Data - we import historical yields of the ten and thirty year Treasury and calculate the spread (difference) between the two (this block of code is good; feel free so skip):
#Import statements
import yfinance as yf
import pandas as pd
import matplotlib.pyplot as plt
import matplotlib.ticker as mticker
#Constants
start_date = "2018-01-01"
end_date = "2023-01-01"
#Pull in data
tenYear_master = yf.download('^TNX', start_date, end_date)
thirtyYear_master = yf.download('^TYX', start_date, end_date)
#Trim DataFrames to only include 'Adj Close columns'
tenYear = tenYear_master['Adj Close'].to_frame()
thirtyYear = thirtyYear_master['Adj Close'].to_frame()
#Rename columns
tenYear.rename(columns = {'Adj Close' : 'Adj Close - Ten Year'}, inplace= True)
thirtyYear.rename(columns = {'Adj Close' : 'Adj Close - Thirty Year'}, inplace= True)
#Join DataFrames
data = tenYear.join(thirtyYear)
#Add column for difference (spread)
data['Spread'] = data['Adj Close - Thirty Year'] - data['Adj Close - Ten Year']
data
This block is also good.
'''Plot data'''
#Delete top, left, and right borders from figure
plt.rcParams['axes.spines.top'] = False
plt.rcParams['axes.spines.left'] = False
plt.rcParams['axes.spines.right'] = False
fig, ax = plt.subplots(figsize = (15,10))
data.plot(ax = ax, secondary_y = ['Spread'], ylabel = 'Yield', legend = False);
'''Change left y-axis tick labels to percentage'''
left_yticks = ax.get_yticks().tolist()
ax.yaxis.set_major_locator(mticker.FixedLocator(left_yticks))
ax.set_yticklabels((("%.1f" % tick) + '%') for tick in left_yticks);
#Add legend
fig.legend(loc="upper center", ncol = 3, frameon = False)
fig.tight_layout()
plt.show()
I have questions concerning two features of the graph that I want to customize:
The x-axis currently has a tick and tick label for every year. How can I change this so that there is a tick and tick label for every 3 months in the form MMM-YY? (see picture below)
The spread was calculated as thirty year yield - ten year yield. Say I want to change the RIGHT y-axis tick labels so that their sign is flipped, but I want to leave both the original data and curves alone (for the sake of argument; bear with me, there is logic underlying this). In other words, the right y-axis tick labels currently go from -0.2 at the bottom to 0.8 at the top.
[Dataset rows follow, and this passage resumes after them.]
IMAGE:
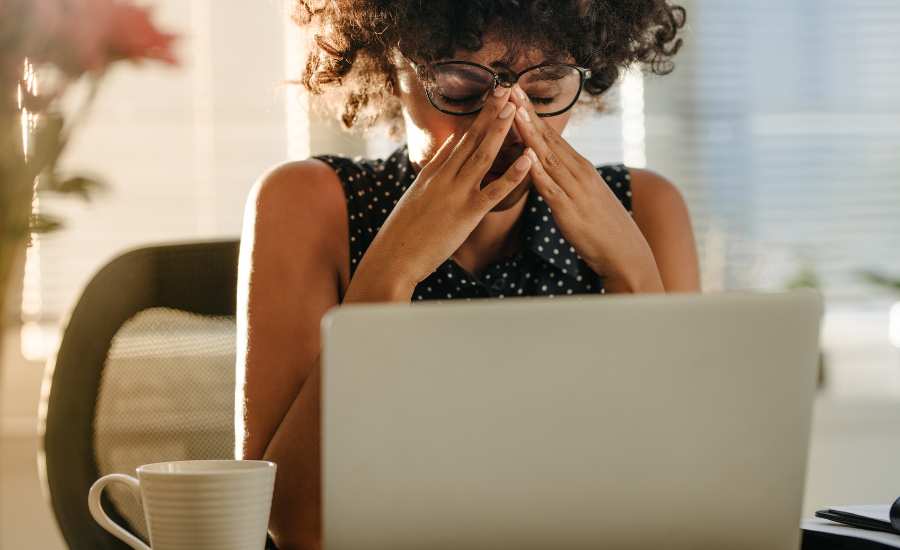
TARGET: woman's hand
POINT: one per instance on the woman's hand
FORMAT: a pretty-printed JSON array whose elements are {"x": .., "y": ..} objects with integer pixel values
[
  {"x": 588, "y": 213},
  {"x": 446, "y": 201}
]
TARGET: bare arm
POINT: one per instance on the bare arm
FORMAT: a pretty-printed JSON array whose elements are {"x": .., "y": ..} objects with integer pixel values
[
  {"x": 295, "y": 235},
  {"x": 662, "y": 215}
]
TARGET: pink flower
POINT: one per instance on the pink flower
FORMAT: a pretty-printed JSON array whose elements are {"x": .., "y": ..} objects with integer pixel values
[
  {"x": 88, "y": 35},
  {"x": 131, "y": 35}
]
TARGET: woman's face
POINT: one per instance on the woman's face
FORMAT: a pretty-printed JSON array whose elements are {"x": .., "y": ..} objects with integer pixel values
[{"x": 427, "y": 128}]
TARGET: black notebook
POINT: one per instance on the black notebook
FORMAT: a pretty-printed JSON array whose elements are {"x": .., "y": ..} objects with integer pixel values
[{"x": 876, "y": 517}]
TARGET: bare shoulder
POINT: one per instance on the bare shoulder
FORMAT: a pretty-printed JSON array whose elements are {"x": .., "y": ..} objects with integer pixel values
[
  {"x": 653, "y": 195},
  {"x": 662, "y": 215},
  {"x": 295, "y": 190},
  {"x": 297, "y": 201}
]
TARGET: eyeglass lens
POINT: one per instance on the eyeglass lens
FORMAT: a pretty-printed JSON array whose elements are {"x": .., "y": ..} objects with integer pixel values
[{"x": 463, "y": 88}]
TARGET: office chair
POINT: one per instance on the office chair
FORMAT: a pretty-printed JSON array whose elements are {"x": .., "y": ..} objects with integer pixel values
[{"x": 144, "y": 373}]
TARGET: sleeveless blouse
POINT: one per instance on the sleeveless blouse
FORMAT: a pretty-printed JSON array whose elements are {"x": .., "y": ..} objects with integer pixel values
[{"x": 547, "y": 265}]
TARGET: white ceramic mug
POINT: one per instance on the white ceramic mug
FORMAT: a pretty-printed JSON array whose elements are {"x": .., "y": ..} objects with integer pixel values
[{"x": 196, "y": 504}]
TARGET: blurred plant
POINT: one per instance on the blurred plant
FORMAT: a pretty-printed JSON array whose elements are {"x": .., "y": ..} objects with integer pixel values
[
  {"x": 46, "y": 47},
  {"x": 805, "y": 277},
  {"x": 881, "y": 280}
]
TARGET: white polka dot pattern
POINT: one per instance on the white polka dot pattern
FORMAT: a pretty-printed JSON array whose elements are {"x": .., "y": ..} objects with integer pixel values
[{"x": 536, "y": 270}]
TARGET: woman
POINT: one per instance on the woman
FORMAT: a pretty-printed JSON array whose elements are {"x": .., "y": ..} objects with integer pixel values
[{"x": 484, "y": 199}]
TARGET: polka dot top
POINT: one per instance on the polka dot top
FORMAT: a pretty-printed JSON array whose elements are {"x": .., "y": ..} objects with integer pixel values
[{"x": 547, "y": 265}]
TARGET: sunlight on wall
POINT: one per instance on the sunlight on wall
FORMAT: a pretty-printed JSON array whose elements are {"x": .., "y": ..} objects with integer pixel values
[{"x": 634, "y": 131}]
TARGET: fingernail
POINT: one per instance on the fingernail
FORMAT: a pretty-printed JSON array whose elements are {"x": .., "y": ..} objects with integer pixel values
[
  {"x": 521, "y": 93},
  {"x": 523, "y": 114}
]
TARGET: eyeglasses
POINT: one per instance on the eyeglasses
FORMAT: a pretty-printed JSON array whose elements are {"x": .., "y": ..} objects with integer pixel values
[{"x": 462, "y": 87}]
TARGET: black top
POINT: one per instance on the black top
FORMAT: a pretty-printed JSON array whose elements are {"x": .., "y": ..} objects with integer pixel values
[{"x": 546, "y": 266}]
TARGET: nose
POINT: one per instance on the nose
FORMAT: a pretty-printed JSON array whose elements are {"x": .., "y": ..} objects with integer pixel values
[{"x": 513, "y": 141}]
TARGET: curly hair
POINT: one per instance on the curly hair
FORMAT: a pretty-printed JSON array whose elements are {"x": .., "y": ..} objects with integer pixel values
[{"x": 354, "y": 43}]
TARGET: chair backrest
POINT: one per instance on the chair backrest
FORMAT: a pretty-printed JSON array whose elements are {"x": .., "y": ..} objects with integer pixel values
[{"x": 144, "y": 373}]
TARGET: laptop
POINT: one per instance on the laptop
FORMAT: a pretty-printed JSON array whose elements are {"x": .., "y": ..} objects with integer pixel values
[{"x": 675, "y": 421}]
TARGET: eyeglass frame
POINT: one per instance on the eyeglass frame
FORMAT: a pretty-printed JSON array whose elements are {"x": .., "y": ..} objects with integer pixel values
[{"x": 584, "y": 72}]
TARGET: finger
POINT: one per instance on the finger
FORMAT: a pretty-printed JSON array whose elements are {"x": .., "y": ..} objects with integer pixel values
[
  {"x": 482, "y": 158},
  {"x": 553, "y": 193},
  {"x": 498, "y": 189},
  {"x": 438, "y": 159},
  {"x": 542, "y": 138},
  {"x": 476, "y": 131}
]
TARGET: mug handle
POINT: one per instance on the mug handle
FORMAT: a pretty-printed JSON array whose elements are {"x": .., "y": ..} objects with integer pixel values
[{"x": 101, "y": 517}]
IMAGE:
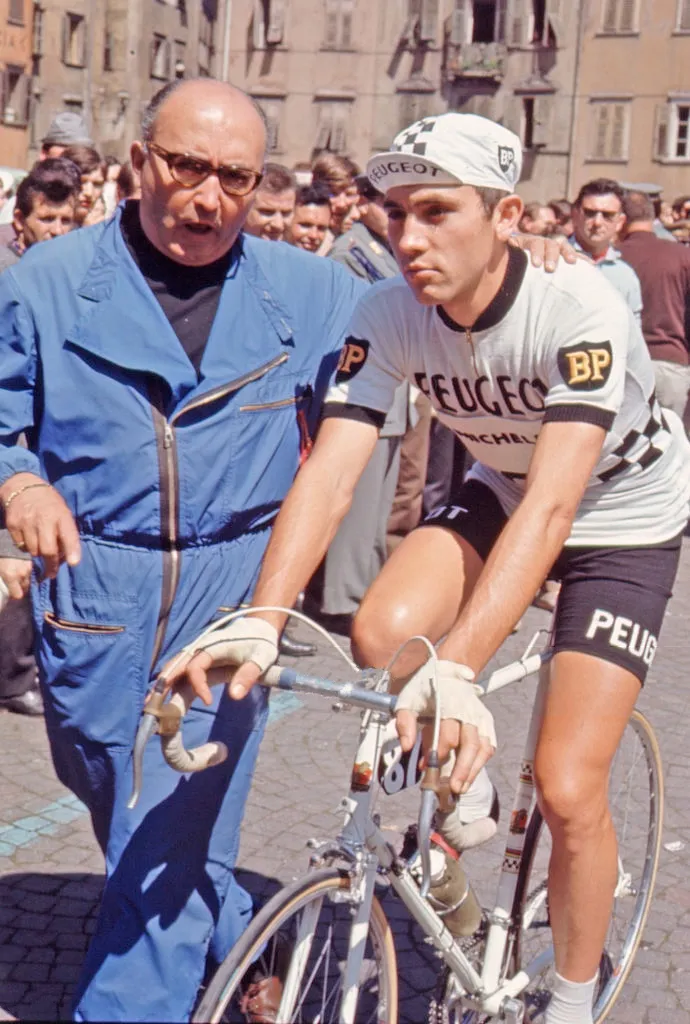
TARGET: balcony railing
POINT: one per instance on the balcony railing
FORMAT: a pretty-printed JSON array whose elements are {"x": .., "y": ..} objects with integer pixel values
[{"x": 477, "y": 60}]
How can I change them so that they go from 0.2 at the bottom to -0.8 at the top without changing anything about the data or curves? This is purely a cosmetic change of the right y-axis tick labels.
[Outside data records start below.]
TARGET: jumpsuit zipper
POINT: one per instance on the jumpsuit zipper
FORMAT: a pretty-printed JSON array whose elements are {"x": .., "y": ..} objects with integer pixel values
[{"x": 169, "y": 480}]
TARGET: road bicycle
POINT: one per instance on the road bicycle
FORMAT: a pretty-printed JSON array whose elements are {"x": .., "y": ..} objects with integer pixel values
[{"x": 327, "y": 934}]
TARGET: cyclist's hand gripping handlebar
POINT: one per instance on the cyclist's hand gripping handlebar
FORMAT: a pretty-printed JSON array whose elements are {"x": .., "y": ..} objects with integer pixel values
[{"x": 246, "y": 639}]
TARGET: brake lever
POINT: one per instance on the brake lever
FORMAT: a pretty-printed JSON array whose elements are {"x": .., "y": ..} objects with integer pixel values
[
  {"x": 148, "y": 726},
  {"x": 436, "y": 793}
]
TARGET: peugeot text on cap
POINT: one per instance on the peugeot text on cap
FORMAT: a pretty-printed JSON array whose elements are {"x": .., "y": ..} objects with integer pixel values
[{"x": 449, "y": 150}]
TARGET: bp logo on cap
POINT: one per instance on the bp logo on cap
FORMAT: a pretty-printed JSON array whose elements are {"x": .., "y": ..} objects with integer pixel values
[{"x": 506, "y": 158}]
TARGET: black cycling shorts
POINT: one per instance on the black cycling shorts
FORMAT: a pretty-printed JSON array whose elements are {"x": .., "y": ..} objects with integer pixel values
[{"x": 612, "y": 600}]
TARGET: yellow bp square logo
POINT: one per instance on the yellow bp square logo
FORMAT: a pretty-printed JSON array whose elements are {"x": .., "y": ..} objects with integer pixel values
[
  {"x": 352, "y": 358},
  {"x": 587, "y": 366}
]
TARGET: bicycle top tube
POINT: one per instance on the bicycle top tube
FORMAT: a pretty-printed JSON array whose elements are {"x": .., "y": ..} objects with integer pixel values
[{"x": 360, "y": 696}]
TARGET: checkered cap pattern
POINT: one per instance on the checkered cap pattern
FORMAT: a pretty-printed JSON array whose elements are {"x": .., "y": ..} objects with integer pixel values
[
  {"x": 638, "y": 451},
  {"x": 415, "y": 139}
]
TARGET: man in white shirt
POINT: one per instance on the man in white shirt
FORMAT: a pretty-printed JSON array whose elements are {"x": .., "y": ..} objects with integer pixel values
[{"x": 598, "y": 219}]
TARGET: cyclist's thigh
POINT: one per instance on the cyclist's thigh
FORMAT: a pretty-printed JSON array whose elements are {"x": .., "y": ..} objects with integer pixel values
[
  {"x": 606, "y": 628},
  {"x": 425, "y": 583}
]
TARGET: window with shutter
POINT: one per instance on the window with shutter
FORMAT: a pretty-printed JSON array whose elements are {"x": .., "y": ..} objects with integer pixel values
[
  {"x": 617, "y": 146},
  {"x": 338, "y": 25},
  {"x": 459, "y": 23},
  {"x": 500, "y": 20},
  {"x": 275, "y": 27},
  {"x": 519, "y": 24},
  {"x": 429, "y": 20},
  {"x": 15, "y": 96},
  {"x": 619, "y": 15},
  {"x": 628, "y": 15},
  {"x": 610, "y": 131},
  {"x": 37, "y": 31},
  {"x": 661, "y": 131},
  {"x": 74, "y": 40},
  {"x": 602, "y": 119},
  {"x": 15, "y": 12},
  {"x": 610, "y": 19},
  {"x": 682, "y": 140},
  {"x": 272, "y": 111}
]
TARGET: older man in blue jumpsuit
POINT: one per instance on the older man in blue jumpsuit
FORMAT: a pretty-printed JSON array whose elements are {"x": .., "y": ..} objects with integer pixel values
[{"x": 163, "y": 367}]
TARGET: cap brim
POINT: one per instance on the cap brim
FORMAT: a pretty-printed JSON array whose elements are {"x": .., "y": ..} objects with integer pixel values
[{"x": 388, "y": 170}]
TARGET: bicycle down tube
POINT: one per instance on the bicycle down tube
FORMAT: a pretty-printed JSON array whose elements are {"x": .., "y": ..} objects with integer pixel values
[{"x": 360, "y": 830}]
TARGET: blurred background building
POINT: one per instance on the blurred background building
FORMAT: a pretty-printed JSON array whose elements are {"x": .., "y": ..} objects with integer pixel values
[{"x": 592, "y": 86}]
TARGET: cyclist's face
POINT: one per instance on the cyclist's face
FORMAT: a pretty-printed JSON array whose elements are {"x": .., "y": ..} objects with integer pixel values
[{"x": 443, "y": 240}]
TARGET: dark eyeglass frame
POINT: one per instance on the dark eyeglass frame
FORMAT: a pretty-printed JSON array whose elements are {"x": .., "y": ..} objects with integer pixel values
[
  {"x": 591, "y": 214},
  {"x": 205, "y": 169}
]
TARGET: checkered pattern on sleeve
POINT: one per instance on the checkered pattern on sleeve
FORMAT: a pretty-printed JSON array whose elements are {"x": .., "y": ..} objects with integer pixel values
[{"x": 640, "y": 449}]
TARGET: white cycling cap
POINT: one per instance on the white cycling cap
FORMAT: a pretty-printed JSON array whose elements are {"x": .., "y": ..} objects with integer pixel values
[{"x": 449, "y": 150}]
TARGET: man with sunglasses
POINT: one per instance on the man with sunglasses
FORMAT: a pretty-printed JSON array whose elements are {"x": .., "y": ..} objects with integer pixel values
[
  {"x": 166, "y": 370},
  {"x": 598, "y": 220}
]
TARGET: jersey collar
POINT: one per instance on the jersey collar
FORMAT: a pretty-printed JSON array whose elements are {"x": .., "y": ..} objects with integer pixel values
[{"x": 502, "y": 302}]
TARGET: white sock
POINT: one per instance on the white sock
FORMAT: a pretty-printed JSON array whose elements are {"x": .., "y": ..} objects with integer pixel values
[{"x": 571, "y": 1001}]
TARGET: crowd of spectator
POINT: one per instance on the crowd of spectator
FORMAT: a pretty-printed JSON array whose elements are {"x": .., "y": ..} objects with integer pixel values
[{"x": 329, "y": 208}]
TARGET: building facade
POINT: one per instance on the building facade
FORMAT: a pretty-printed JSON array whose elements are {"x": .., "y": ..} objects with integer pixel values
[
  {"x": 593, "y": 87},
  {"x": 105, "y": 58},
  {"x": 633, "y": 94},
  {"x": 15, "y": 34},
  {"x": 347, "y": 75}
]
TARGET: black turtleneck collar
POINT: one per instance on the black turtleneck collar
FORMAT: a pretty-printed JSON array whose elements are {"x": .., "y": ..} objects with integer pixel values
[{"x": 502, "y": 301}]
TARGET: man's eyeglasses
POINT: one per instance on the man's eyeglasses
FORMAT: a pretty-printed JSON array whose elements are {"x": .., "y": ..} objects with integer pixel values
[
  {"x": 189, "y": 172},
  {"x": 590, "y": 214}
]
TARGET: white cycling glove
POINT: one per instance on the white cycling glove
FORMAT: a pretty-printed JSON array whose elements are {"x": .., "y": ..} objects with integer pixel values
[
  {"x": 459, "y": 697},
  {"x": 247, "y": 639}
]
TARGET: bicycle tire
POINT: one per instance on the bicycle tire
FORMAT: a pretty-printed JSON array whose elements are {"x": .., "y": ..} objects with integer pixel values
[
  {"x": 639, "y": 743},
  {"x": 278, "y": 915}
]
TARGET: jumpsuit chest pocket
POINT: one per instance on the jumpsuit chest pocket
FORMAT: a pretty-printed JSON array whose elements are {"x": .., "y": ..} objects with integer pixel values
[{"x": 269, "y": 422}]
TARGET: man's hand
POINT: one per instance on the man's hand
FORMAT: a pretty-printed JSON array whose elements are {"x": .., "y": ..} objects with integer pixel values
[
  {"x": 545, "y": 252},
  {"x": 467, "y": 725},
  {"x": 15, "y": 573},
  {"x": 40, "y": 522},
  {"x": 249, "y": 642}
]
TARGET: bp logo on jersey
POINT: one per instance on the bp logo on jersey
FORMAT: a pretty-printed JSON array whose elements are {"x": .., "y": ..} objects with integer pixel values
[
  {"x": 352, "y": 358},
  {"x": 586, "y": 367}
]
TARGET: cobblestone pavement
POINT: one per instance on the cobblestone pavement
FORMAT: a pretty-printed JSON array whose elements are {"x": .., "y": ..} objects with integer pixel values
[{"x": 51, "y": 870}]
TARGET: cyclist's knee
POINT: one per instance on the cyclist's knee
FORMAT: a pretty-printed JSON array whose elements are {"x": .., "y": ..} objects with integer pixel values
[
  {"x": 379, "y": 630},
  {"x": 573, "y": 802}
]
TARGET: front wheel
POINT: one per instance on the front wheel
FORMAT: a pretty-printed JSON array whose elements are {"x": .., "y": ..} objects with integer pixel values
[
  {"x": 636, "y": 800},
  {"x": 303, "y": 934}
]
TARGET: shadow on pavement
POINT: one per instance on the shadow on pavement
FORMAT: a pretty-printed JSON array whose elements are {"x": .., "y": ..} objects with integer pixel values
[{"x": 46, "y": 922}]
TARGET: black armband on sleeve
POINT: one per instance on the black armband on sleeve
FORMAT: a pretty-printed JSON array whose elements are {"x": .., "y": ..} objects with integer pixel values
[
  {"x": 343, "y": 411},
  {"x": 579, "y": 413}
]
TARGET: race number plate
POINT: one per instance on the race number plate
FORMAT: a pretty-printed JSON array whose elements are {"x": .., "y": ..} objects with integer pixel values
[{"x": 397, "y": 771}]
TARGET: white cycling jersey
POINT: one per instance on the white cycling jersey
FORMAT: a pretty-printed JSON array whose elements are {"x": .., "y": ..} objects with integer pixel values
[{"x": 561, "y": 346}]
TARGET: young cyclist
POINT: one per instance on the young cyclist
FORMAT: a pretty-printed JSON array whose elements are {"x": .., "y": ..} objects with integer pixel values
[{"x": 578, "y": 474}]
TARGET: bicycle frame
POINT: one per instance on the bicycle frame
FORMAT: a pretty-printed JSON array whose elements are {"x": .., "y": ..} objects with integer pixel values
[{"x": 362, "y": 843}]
I tried doing the following:
'''Change right y-axis tick labels'''
right_yticks = (ax.right_ax).get_yticks().tolist()
#Loop through and multiply each right y-axis tick label by -1
for index, value in enumerate(right_yticks):
right_yticks[index] = value*(-1)
(ax.right_ax).yaxis.set_major_locator(mticker.FixedLocator(right_yticks))
(ax.right_ax).set_yticklabels(right_yticks)
But I got this:
Note how the right y-axis is incomplete.
I'd appreciate any help. Thank you!
Let's create some data:
import matplotlib.pyplot as plt
import matplotlib.dates as mdates
import numpy as np
days = np.array(["2022-01-01", "2022-07-01", "2023-02-15", "2023-11-15", "2024-03-03"],
dtype = "datetime64")
val = np.array([20, 20, -10, -10, 10])
For the date in the x-axis, we import matplotlib.dates, which provides the month locator and the date formater. The locator sets the ticks each 3 months, and the formater sets the way the labels are displayed (month-00).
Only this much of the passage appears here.